Element Meta-information

Just as information about the visual representation of a document can be beneficial to the reader who cannot see it, information about a non-text element can be useful, for many of the same reasons.  However, because this information is not desired by all readers, and constitutes cognitive noise to some, it should be provided in a way that allows the reader to access it electively.

We suggest that authors include an element description that is similar to the document description described earlier.  This element long-description might be provided through a link at the end of the element information long-description. 

The element meta-information might include a wide range of information.  In a description of a photograph where the document information is of an interaction in the foreground (“A man helping a child get a drink of water from a drinking fountain”), the meta-information might include the information that the drinking fountain is near the edge of the Grand Canyon, that it is a sunny day, and that a flock of birds is flying over.  This information might be useful to a person seeking a description of weather in the American Southwest, the migratory habits of birds, or the geology of river canyons.  None of this is relevant to the surrounding document on intergenerational assistance, which is the purpose of the image in the enclosing document.

One complex example of element meta-information can be found in the inclusion of institutional or corporate logos as decorative elements in a document.  Such an element might carry the meaning that “this document is supported/hosted by XYZ corporation,” or that it discusses XYZ corporation.  The logo might well have a great deal of symbolism to the company.  In such a case, the best text equivalent for a logo might well be the name of the company acting as a link to the corporations “About Us” page.


The proposed standard for text equivalents recognizes three categories of alt-text: Inline or Descriptive, Document Information, and element meta-information. 

Information that is required to interpret a sentence in a document should be provided seamlessly and immediately. The person using an alternative representation should be essentially unaware of the change.

Support information, such as graphics, images, sound-bites, or animations should, likewise, have a short description, provided as “alt-text” that provides the reader with enough information to decide if an immediate branch to the detailed description is needed, or if the information can wait.  The text equivalent of a non-text element should be provided in a linked document, using a d-link as well as the longdesc attribute for electronic documents, and other navigational aids for print documents.  This equivalent text should provide the information that the author wanted to convey by the inclusion of the image, animation, sound track, or other non-text element.  It should not include information that can be extracted from the non-text element, but that is not pertinent to the current document. 

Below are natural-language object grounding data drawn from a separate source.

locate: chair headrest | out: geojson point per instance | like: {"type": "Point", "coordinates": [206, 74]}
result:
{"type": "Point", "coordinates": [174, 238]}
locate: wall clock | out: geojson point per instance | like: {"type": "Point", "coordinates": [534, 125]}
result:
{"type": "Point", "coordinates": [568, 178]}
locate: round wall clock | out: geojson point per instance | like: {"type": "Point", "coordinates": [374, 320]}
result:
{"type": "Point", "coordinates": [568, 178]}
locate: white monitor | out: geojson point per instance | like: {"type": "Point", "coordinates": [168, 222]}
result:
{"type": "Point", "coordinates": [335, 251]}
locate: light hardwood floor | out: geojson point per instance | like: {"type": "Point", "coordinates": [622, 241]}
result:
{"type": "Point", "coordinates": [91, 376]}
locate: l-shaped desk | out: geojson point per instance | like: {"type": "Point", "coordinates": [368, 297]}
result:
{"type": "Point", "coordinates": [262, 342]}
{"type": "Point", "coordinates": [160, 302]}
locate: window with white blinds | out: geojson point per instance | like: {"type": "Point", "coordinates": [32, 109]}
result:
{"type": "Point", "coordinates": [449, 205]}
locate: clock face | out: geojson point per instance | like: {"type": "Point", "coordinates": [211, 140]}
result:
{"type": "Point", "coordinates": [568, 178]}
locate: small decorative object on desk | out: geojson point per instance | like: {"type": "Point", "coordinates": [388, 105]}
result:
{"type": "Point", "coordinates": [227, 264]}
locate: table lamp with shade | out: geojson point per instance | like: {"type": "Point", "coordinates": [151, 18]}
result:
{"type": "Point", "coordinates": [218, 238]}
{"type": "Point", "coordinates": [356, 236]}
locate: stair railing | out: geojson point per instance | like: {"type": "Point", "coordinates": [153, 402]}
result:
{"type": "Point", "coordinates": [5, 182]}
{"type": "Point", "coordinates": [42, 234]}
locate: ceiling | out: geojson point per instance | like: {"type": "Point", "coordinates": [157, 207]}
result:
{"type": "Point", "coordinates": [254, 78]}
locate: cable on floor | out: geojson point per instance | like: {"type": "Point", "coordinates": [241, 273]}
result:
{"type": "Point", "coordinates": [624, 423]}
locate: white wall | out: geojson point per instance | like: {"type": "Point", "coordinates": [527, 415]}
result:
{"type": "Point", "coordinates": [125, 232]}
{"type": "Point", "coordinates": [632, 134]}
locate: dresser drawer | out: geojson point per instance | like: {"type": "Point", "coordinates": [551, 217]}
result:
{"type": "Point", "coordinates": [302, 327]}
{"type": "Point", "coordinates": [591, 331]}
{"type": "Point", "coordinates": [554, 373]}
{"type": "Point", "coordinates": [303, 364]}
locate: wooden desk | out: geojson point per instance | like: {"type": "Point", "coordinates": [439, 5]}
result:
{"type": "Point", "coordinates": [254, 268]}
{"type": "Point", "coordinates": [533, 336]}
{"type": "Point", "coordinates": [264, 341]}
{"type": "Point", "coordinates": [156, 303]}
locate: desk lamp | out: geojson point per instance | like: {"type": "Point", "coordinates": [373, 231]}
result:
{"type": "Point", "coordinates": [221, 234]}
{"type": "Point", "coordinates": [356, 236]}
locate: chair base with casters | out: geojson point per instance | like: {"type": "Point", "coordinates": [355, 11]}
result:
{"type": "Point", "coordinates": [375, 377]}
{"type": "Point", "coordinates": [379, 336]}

Finally, a document/element description should be linked that provides a more complete description of the non-text element. For images, this might be a description of the setting, background actions, and location. For voice tracks, it might include descriptions of the accent of the reader, levels of background noise, or other aspects that might be of interest.  In many cases, a description of how the element was created might be significant.  This could include the camera settings, animation program, recording rate, or other information that a reader might find helpful in creating similar elements in their own work.

Information that is essential to the meaning of the document must be supplied at the time the document is created.  This includes the first two categories, and this information is the responsibility of the author.  The document description information has a shared responsibility.  Some can, and should be provided by the author, but some can only be provided by the publisher.  Some information, such as logo meta-information, is best provided by the owner of the logo.